Young John had a great desire to learn, and though before he was twelve he left school and began learning his father’s trade, he used every spare moment to study Latin and Greek. (These ‘spare moments’ were snatched during the one-and-a-half-hour meal breaks in a working day lasting from six in the morning to ten at night.) The reason for this study must be given in his own words: ‘I had given my soul to God and was resolved to aim at being a Missionary of the Cross or a Minister of the Gospel … How much my father’s prayers at this time impressed me I can never explain nor could any stranger understand. When, on his knees and all of us kneeling around him in Family Worship, he poured out his whole soul with tears for the conversion of the heathen world to the service of Jesus, and for every personal and domestic need, we all felt as if in the presence of the living Saviour and learned to know and love him as our Divine Friend. As we rose from our knees, I used to look at the light on my father’s face and wish 1 were like him in spirit - hoping that, in answer to his prayers, I might be privileged and prepared to carry the blessed Gospel to some portion of the heathen world.’

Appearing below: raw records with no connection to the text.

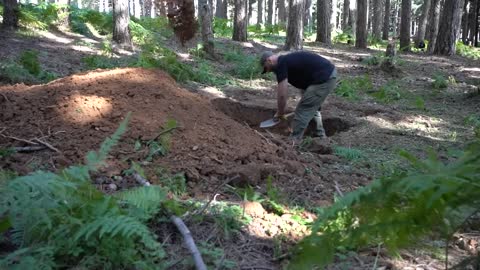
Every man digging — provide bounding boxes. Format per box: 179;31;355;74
260;51;337;144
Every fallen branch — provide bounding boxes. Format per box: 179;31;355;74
170;215;207;270
0;134;38;145
133;173;152;187
34;138;61;153
13;145;47;153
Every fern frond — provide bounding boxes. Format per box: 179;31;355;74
87;112;131;171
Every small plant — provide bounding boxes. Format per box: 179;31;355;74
432;73;448;90
333;146;364;161
335;75;373;100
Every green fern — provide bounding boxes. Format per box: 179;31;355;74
0;113;166;269
295;142;480;269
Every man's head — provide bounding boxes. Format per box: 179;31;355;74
260;51;276;74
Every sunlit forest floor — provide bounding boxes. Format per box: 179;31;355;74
0;24;480;269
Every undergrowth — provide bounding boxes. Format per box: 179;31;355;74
0;113;166;269
294;141;480;269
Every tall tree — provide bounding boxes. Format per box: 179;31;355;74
257;0;263;24
355;0;368;49
266;0;273;25
372;0;383;40
382;0;390;40
285;0;304;50
277;0;287;27
215;0;227;19
3;0;20;29
232;0;248;41
342;0;355;32
400;0;412;51
415;0;431;46
468;0;478;45
113;0;132;48
316;0;332;45
198;0;215;56
433;0;464;55
427;0;442;53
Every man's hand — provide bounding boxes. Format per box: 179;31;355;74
275;79;288;117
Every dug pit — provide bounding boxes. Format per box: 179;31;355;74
211;98;354;137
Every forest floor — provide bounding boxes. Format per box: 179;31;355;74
0;26;480;269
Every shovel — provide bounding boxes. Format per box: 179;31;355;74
260;112;295;128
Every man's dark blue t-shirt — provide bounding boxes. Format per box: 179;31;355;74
273;51;335;90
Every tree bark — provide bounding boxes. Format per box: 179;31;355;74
285;0;304;50
198;0;215;57
277;0;287;27
400;0;412;51
316;0;332;45
372;0;382;40
232;0;248;41
257;0;263;24
267;0;273;25
382;0;390;40
342;0;355;32
113;0;132;48
355;0;368;49
433;0;464;55
3;0;20;29
427;0;441;53
468;0;478;45
415;0;431;47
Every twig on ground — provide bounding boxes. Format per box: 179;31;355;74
334;181;343;197
0;93;12;103
13;145;47;153
170;215;207;270
33;138;61;153
192;174;240;216
0;134;38;145
152;127;177;141
133;173;152;187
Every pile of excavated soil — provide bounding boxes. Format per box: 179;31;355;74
0;68;365;204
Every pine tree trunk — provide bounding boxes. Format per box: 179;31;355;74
257;0;263;24
277;0;287;27
113;0;132;48
382;0;390;40
462;0;468;45
3;0;20;29
198;0;215;54
433;0;464;55
316;0;332;45
267;0;273;25
400;0;412;51
415;0;431;46
215;0;227;19
342;0;355;32
232;0;247;41
468;0;478;45
372;0;382;40
355;0;368;49
427;0;442;53
285;0;304;50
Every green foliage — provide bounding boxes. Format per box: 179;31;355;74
0;114;166;269
370;81;402;103
333;146;364;161
213;18;233;38
432;73;448;89
456;41;480;60
295;141;480;269
335;74;373;100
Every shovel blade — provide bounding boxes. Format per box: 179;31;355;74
260;119;280;128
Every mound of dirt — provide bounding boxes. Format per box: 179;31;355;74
0;68;348;200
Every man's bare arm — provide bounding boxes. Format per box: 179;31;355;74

It was in these days too that he learned an all-important lesson concerning God’s providential care over His children. During a very bad time the Paton family were caused much distress, and on one occasion while James Paton was away overnight selling his work, they ran out of food. The hardpressed mother told her children that she had told God everything, and that He would send them food in the morning. Next day a present of food from her father arrived, for which thanks were duly given, and the lesson, which Paton never forgot, impressed upon them.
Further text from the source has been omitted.